Texas Never Wanted RFK Jr.’s Unproven Measles Treatment
Kennedy made a show of shipping vitamin A to measles-stricken communities. The state’s public-health department didn’t take up the offer.

Robert F. Kennedy Jr., staring down his first major health crisis as the head of Health and Human Services, had a plan. After Texas experienced the first measles death in the United States in a decade, Kennedy told Fox earlier this month that the federal government was delivering vitamin A—an unproven treatment that Kennedy has promoted as an alternative to vaccines—to measles-stricken communities in West Texas “right now.” But a Texas official told me this week that no doses of vitamin A have arrived at the state health department—not because RFK Jr. broke his promise, but because Texas doctors didn’t ask for them.
The doses are available “if we need them,” Lara Anton, the senior press officer for the state public-health department, told me in a statement. But her office, she said, has not requested any, “because healthcare providers have not requested it from us.” Anton had no records of any shipments of vitamin A, budesonide, clarithromycin, or cod-liver oil—all of which Kennedy has said can help with measles—even though the state has received 1,760 additional vaccines for measles, mumps, and rubella from the federal government since the middle of February.

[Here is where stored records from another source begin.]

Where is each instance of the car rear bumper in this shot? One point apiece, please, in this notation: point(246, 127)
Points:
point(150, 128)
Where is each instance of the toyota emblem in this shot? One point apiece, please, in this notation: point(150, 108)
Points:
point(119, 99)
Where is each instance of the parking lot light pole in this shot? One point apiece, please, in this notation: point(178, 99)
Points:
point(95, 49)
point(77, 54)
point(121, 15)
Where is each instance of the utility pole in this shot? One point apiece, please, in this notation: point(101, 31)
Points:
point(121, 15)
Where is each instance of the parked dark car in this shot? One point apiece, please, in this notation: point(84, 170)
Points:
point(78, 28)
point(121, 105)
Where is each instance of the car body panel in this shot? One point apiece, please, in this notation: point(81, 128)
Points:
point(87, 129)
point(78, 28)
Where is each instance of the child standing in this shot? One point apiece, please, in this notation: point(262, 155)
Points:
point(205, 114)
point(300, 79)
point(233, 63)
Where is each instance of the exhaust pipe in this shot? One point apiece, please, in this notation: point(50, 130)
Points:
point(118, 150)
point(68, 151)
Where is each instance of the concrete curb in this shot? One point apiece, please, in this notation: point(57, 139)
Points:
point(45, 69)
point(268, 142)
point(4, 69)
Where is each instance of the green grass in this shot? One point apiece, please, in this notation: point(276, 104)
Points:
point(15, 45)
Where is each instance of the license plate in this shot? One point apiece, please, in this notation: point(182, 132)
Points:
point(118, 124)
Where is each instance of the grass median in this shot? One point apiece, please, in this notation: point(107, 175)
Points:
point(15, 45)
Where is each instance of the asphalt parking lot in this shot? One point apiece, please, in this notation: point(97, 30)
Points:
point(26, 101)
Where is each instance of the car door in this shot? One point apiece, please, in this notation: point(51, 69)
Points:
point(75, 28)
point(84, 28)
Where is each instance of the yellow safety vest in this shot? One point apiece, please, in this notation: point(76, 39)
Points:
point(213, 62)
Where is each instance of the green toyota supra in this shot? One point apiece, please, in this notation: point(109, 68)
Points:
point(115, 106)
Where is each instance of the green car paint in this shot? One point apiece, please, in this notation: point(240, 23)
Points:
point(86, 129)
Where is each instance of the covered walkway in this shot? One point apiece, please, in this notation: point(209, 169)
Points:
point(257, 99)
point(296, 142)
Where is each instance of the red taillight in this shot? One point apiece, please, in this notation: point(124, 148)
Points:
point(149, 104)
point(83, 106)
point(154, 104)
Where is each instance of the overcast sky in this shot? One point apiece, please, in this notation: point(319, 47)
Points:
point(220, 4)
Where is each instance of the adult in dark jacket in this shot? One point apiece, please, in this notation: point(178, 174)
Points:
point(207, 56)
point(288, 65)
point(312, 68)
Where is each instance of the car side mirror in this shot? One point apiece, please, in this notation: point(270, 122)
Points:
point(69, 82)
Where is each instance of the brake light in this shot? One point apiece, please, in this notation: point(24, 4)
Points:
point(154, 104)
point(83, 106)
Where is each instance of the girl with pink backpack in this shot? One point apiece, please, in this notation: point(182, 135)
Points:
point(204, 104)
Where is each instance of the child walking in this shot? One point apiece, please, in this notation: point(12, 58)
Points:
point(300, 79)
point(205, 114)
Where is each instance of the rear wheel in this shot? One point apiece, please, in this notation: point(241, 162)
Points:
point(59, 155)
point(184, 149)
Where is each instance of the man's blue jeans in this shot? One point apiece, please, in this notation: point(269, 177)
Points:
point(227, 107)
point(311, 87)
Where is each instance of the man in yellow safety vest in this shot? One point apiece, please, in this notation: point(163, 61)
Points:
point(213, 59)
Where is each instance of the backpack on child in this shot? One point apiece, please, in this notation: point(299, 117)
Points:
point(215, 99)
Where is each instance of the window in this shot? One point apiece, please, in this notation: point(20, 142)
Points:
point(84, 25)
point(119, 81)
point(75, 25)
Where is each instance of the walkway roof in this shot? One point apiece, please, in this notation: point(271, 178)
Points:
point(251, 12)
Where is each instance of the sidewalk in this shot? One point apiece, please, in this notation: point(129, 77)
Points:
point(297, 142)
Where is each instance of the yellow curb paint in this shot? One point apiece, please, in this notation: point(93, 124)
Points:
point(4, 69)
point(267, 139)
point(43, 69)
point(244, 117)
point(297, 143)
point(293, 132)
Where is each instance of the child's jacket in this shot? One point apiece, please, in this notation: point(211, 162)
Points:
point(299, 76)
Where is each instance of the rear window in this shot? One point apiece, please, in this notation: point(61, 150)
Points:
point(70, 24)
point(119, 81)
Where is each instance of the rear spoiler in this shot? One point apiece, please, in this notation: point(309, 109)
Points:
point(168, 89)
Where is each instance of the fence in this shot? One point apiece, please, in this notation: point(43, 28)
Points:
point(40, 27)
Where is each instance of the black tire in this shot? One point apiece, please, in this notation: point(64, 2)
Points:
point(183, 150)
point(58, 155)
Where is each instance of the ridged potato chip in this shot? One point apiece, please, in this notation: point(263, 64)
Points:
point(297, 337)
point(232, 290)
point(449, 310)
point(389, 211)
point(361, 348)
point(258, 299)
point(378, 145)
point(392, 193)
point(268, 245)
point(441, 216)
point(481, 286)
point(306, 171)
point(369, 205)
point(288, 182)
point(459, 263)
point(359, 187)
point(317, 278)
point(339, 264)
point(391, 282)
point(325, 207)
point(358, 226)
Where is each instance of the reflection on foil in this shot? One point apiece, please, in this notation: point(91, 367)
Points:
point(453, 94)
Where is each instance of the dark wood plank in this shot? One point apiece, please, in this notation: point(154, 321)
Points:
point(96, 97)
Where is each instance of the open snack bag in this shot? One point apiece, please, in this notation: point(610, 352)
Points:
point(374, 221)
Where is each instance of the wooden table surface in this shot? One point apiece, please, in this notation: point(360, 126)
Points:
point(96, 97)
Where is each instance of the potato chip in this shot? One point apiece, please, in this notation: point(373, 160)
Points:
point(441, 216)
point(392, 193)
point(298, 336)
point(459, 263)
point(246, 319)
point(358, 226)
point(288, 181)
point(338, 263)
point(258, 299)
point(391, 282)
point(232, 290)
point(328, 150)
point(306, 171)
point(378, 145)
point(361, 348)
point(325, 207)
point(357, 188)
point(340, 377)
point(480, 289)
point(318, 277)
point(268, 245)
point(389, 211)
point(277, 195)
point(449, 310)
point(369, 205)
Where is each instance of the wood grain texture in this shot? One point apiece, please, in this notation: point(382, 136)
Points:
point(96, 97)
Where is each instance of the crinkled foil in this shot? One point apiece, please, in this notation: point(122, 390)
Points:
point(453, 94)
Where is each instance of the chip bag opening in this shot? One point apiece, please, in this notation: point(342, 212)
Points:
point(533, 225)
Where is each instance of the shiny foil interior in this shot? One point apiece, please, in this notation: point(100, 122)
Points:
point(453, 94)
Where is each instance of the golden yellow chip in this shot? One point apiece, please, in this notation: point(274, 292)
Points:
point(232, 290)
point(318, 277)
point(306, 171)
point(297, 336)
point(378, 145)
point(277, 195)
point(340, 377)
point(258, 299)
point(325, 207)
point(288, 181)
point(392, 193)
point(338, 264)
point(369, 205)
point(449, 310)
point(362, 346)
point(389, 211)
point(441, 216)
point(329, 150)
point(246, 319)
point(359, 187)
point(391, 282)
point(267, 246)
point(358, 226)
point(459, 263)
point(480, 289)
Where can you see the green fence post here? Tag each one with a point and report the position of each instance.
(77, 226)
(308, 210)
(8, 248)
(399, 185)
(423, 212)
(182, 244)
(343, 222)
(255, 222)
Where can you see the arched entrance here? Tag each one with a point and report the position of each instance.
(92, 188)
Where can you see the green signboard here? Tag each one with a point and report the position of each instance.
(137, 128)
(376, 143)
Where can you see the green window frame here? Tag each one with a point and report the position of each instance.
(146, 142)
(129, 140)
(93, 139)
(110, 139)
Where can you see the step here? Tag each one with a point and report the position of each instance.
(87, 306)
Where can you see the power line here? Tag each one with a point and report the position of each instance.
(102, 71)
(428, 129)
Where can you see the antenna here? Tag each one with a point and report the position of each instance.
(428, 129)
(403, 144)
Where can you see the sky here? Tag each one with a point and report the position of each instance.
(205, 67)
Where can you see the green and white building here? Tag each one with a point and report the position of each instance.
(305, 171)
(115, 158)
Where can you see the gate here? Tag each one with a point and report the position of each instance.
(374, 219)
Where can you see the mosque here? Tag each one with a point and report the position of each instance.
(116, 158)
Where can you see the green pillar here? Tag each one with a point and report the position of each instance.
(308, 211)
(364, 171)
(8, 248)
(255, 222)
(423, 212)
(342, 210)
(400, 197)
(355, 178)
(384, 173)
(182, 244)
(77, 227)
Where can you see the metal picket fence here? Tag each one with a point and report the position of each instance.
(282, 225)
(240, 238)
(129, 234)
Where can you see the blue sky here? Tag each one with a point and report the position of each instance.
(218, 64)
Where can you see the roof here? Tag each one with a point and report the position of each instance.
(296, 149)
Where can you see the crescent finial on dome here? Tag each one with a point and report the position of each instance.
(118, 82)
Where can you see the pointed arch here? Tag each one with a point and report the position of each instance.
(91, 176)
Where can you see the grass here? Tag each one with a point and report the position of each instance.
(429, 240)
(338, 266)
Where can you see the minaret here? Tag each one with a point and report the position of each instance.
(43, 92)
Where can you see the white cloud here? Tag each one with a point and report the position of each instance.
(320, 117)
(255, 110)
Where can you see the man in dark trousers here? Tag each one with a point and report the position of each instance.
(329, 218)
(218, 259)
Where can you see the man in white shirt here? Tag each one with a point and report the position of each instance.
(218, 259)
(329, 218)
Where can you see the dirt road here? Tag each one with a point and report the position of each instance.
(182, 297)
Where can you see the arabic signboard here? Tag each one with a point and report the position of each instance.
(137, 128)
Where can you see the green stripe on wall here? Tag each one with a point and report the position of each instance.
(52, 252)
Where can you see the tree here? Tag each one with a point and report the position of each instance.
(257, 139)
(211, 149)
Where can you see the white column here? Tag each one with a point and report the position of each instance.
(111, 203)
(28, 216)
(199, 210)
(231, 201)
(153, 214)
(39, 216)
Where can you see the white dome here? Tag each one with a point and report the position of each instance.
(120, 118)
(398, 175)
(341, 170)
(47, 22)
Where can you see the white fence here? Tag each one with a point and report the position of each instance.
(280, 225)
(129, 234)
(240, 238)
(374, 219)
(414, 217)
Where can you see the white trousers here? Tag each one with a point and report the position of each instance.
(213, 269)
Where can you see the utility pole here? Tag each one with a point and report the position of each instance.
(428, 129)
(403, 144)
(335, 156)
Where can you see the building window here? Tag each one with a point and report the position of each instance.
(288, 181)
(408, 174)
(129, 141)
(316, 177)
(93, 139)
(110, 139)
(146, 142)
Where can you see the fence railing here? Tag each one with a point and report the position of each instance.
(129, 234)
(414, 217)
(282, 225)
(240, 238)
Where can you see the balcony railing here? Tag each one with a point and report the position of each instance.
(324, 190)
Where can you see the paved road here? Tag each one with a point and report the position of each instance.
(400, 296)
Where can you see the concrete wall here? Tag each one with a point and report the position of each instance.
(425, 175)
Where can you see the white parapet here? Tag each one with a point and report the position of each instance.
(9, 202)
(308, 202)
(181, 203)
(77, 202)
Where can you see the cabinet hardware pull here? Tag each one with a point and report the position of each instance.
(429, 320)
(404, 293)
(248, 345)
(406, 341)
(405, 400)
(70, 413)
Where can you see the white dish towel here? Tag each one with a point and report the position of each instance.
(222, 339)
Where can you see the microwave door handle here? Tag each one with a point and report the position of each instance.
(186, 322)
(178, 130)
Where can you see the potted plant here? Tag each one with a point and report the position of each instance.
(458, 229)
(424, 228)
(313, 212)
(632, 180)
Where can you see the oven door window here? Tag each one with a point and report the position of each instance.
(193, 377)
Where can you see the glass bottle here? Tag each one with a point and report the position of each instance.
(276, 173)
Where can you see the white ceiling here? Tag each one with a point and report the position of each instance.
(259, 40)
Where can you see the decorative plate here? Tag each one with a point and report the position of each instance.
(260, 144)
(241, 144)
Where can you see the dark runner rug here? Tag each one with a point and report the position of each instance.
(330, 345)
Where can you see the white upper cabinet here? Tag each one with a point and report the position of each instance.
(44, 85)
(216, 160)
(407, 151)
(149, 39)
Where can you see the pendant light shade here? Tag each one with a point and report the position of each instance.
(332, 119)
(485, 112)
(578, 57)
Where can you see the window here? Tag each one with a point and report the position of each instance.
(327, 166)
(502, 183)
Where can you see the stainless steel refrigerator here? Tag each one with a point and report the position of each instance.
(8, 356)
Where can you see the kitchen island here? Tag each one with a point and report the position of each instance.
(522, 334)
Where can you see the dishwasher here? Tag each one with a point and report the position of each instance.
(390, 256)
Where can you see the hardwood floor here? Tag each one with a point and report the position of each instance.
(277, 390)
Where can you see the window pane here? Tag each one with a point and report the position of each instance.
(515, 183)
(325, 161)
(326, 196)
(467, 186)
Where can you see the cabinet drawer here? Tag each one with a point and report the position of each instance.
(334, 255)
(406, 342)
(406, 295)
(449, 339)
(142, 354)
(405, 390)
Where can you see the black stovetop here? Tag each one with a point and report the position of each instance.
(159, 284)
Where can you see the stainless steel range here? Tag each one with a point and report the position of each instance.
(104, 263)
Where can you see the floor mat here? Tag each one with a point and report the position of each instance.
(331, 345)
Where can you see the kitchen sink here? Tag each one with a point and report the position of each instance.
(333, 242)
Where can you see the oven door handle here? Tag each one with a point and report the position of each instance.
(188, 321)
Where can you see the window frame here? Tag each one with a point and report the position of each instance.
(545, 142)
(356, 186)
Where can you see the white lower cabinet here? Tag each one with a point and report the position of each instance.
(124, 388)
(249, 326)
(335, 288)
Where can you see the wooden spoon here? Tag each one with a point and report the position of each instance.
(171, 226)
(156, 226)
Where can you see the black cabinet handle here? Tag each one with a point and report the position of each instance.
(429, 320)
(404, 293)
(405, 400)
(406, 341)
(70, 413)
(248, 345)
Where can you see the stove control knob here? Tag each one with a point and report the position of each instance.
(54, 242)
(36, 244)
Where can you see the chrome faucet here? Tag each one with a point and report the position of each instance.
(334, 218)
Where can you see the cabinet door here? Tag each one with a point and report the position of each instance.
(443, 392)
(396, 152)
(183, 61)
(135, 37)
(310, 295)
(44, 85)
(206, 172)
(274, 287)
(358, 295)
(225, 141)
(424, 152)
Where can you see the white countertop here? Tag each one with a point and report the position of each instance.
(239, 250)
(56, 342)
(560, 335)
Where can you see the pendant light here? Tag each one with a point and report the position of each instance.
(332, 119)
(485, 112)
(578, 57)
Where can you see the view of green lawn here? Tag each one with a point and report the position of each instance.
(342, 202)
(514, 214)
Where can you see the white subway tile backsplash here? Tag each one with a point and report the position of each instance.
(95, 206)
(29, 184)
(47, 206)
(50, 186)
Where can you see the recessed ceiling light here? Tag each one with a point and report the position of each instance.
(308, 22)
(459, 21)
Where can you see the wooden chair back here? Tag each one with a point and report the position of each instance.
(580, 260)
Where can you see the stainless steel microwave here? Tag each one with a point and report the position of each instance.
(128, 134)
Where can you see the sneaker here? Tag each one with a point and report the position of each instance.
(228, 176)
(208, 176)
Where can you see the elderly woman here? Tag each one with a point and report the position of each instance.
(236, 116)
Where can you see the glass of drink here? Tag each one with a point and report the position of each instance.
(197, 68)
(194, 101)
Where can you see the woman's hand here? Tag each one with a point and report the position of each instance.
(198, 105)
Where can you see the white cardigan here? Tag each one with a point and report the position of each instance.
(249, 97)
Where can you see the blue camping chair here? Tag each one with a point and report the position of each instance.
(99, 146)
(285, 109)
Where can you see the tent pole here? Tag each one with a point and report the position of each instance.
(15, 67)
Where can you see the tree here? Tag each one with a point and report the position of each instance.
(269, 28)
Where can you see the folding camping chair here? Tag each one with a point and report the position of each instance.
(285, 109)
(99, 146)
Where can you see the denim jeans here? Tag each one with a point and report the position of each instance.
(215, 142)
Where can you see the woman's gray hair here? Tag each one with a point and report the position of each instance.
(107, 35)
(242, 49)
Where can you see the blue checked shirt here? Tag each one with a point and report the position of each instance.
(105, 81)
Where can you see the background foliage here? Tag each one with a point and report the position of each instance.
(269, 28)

When I asked Anton if Texas officials thought vitamin A treatment was useless, she referred me to a state website, which reads, “Vitamin A cannot prevent measles. Vitamin A may be useful as a supplemental treatment once someone has a measles infection, especially if they have a severe case of measles or low vitamin A levels and are under the care of a doctor.” The local health department for Gaines County, the epicenter of the deadly outbreak, told me that it has not received any of the alternative treatments either. (HHS did not respond to a request for comment.)
In just a few short weeks on the job, Kennedy has broken with decades of public-health precedent in responding to measles. In a March 2 op-ed for Fox, he acknowledged that vaccines “not only protect individual children from measles, but also contribute to community immunity”—only after emphasizing that “the decision to vaccinate is a personal one.” He has also endorsed vitamin A, which is not FDA-approved to treat measles, as a way to substantially decrease deaths from the disease. Vitamin A can reduce the risk of death among children under 2 who are infected, according to a 2005 meta-analysis. However, it has not been shown to effectively prevent the disease, contrary to Kennedy’s claim in his Fox interview.
It’s hardly surprising that a health department wouldn’t want shipments of unproven treatments. But Texas’s decision to deny an offer of help from the top federal health official during a deadly measles outbreak suggests that not everyone in the nation’s public-health apparatus is ready to fall in line behind Kennedy’s unfounded claims. That apparently includes some staff at the Centers for Disease Control and Prevention, which falls under Kennedy’s purview. On Tuesday, the CDC’s top communications officer announced his resignation in an op-ed lambasting Kennedy’s embrace of alternative measles treatments. Public records I’ve gathered from Texas show that CDC staff are aiding at least one local health department in spreading pro-vaccine messages to the local community. In a series of emails with Texas health workers, for instance, CDC officials workshopped multiple pro-vaccine public-service announcements and helped translate them into Low German and Spanish. “The best way to protect against measles is with the measles, mumps, and rubella (MMR) vaccine,” one flyer read. And a letter from the local health-department executive director, Zachary Holbrooks, that was distributed to parents of unvaccinated schoolchildren stated: “I strongly encourage you to have your child vaccinated as soon as possible.” None of the materials I obtained made any mention of vitamin A.
It’s unclear if those pro-vaccine messages are convincing locals, particularly the Mennonite population at the center of Texas’s outbreak. Last school year, just under 82 percent of kindergarteners in Gaines County were vaccinated against measles. Data from the state’s vaccine registry suggest that immunizations are up roughly 10 percent this year compared with the same period in 2024, although Texas has limited visibility on vaccine administration. Holbrooks recently told The Atlantic that three local Mennonite churches had refused the district health department’s request to place a measles-testing site on their property. Meanwhile, residents are clearing out local drugstores’ supplies of vitamin A and cod-liver oil, and showing up to a makeshift clinic that is giving out cod-liver oil. This week, The New York Times reported that some children in the area are taking such high doses of vitamin A that they are showing signs of liver damage.
After casting a key vote to confirm Kennedy as health secretary, Senator Bill Cassidy of Louisiana, a Republican, told his colleagues that Kennedy would help with “restoring trust in our public-health institutions.” But Kennedy has already made that laudable goal even less achievable. So long as the nation’s top public-health official is propping up purported miracle cures, families in West Texas will be encouraged to believe that not vaccinating their children is a responsible choice. Public-health leaders can’t fix that problem on their own, even if they refuse to play along with Kennedy’s pseudoscientific routine.